Review of concert at 1999-06-12: Chicago, IL, Chicago Motor Speedway (Fleadh Festival) - no review of Elvis
Milwaukee Journal Sentinel, 1999-06-13
- Dave Tianen
Chicago's Guinness event a Fleadh of talent and a sea of mud
By Dave Tianen
of the Journal Sentinel staff
June 13, 1999
Chicago -- For much of the afternoon, glowering skies threatened to turn the 1999 Guinness Fleadh into the Guinness Flood.
Fortunately, the sky made angry faces but never did much more than sprinkle. A real downpour at Saturday's event could have been devastating because Friday night's thunderboomers had turned much of the Chicago Motor Speedway into an ankle-deep mudhole.
The combination of sandal-sucking mud and hip-to-hip crowds made moving between the Fleadh's three stages a minor quest. Still, the new grounds were a marked improvement over last year's event at the Arlington Race Course. This year's festival offered a dramatic increase in the supply of food and beverage vendors.
As with last year, the 1999 Guinness Fleadh offered an absolutely glittering array of music talent: Van Morrison, Elvis Costello, Steve Earle, John Prine, Taj Mahal, Lucinda Williams, Hootie & the Blowfish, Luka Bloom, Joe Henry and Beth Orton, among others.

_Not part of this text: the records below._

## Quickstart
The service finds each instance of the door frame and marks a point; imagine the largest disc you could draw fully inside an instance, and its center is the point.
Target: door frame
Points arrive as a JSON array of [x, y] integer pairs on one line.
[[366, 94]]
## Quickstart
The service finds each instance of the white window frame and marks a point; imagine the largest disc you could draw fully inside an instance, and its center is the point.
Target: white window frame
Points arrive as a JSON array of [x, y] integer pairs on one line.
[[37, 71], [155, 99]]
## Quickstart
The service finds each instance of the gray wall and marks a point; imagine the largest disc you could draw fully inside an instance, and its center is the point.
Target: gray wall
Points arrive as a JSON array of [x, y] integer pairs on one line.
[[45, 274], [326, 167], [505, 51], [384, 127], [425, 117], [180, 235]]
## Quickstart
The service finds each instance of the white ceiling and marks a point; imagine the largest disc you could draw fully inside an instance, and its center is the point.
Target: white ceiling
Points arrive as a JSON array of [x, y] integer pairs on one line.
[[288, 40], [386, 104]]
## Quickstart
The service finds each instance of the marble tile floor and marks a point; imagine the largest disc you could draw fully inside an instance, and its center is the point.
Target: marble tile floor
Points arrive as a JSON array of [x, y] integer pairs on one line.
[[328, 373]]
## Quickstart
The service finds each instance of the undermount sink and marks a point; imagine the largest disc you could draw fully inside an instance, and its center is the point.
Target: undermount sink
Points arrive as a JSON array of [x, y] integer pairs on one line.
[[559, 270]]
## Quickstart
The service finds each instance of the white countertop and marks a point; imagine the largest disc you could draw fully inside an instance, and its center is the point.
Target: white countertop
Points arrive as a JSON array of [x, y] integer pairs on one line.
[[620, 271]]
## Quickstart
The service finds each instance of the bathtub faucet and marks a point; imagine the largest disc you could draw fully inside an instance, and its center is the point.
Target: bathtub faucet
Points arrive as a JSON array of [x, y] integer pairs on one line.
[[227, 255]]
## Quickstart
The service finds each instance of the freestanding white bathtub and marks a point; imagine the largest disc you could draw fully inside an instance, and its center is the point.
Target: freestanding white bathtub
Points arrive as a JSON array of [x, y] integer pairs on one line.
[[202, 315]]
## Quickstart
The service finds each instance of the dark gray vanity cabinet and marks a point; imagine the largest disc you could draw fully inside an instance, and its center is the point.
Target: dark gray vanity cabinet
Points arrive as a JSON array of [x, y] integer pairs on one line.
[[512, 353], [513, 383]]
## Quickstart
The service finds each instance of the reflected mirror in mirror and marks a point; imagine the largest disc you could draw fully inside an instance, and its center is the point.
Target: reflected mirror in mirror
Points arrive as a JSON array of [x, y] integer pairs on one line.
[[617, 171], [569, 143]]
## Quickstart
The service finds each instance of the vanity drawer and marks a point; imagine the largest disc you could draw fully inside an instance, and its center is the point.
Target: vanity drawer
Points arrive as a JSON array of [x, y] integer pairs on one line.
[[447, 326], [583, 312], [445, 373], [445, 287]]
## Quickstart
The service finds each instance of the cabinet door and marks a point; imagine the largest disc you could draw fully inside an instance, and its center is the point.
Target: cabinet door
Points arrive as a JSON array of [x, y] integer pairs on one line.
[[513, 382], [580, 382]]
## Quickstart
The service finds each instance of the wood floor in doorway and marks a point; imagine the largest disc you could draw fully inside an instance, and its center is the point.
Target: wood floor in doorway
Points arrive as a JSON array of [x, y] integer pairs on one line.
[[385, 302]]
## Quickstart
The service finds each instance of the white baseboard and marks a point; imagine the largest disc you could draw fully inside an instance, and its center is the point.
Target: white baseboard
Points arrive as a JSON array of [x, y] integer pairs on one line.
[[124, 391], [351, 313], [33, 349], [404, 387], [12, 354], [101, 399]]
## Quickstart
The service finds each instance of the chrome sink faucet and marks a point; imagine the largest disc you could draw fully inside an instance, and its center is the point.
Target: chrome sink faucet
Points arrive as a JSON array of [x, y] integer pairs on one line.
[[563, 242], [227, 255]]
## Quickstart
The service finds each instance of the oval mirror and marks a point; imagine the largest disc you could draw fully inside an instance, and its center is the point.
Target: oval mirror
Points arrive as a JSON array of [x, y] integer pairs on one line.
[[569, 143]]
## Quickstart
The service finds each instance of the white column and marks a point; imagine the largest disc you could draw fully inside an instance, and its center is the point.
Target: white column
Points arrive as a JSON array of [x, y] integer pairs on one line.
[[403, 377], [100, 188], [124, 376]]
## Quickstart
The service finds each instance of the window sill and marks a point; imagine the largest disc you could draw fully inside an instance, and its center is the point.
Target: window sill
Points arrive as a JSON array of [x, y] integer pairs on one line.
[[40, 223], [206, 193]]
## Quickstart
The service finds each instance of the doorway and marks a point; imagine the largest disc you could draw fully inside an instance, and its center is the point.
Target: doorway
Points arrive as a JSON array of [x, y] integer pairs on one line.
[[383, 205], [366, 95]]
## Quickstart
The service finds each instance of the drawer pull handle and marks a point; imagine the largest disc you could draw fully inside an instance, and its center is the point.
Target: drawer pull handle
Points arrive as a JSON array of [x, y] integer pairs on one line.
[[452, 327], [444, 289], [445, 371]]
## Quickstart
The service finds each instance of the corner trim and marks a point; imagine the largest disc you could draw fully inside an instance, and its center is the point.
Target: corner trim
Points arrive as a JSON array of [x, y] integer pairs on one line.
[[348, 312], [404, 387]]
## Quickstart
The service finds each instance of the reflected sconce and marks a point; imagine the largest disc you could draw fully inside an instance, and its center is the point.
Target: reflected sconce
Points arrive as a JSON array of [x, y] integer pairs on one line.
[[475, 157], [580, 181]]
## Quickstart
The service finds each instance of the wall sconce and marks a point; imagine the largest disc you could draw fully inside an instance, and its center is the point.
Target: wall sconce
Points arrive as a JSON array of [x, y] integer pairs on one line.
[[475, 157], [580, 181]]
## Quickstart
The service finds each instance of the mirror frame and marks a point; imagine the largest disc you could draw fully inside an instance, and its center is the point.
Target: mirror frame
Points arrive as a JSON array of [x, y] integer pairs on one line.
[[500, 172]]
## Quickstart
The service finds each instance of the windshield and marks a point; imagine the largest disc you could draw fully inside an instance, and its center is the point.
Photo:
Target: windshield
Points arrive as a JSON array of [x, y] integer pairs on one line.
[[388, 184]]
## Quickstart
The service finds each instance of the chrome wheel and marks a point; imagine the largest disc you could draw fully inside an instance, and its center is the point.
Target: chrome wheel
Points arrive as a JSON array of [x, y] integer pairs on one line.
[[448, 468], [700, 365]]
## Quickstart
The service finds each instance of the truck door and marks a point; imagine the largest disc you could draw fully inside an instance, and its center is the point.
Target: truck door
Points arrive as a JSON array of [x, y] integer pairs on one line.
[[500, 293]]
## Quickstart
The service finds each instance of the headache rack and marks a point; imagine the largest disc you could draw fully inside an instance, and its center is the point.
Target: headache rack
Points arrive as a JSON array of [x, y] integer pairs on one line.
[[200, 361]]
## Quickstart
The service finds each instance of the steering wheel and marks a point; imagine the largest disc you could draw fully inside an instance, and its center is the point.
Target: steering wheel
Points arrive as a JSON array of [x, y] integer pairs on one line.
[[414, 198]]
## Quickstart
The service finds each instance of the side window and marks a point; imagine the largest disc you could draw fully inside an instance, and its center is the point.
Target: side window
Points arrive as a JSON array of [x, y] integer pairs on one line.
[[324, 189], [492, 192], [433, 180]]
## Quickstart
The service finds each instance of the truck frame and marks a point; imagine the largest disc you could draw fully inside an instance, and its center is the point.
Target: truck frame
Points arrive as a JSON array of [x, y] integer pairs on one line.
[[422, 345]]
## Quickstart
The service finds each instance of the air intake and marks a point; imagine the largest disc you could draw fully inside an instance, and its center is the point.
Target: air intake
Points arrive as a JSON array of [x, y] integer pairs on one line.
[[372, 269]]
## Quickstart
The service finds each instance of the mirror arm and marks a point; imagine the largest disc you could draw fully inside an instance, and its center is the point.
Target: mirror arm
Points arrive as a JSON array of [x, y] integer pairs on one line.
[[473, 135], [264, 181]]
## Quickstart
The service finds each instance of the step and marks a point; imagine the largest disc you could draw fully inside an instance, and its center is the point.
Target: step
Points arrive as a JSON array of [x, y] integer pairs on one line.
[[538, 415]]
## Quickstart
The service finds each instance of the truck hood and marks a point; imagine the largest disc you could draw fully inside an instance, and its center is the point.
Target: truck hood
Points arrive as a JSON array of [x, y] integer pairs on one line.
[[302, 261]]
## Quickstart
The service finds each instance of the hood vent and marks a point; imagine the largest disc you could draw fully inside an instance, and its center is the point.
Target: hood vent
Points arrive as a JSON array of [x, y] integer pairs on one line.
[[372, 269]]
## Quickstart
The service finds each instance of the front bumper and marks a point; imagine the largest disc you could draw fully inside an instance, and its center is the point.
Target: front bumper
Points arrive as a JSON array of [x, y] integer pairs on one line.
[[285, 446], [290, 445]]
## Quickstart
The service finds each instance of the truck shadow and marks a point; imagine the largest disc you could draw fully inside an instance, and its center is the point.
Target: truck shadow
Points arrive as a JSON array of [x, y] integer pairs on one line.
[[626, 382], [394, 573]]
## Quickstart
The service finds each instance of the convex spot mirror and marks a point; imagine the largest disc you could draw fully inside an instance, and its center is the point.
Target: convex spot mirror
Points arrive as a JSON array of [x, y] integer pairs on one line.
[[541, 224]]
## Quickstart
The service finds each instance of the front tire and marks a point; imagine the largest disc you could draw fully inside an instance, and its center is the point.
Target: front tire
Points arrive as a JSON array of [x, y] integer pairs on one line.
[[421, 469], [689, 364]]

The afternoon's performances demonstrated again that success at these gigantic outdoor shows has as much or more to do with style as intrinsic musical talent. Lucinda Williams' knowing update of outlaw country made her 1998 album "Car Wheels on a Gravel Road" a critical favorite, second only to the "Miseducation of Lauryn Hill."
But Williams tends to write gritty, slice-of-life ballads and character sketches such as "Drunken Angel," but they really need the focus of a club or theater to reveal their full merit. Williams sounds like an older, more road-weary Sheryl Crow, and she did prosper with a few of her more muscular rockers. Better suited to the occasion were Taj Mahal and the Irish party rockers, Saw Doctors. Taj wisely turned to proven party starters like "Hoochie Coochie Coo" and "Oow Poop Pa Poo" to beat the heat. Although he had to be one of the three or four senior folks on the premises, there was no sign that time or humidity could wilt Taj.
"Are your hips ready?" he challenged the crowd before pounding through "I Need You Lovin'."
A couple of suggestions for next year's festival if it returns to the speedway: These megashows really cry out for big-screen television, particularly where the sound board tent blocks much of the sight line. Also, organizers need to relocate the VH-1 stage and the main stage to reduce sound spill.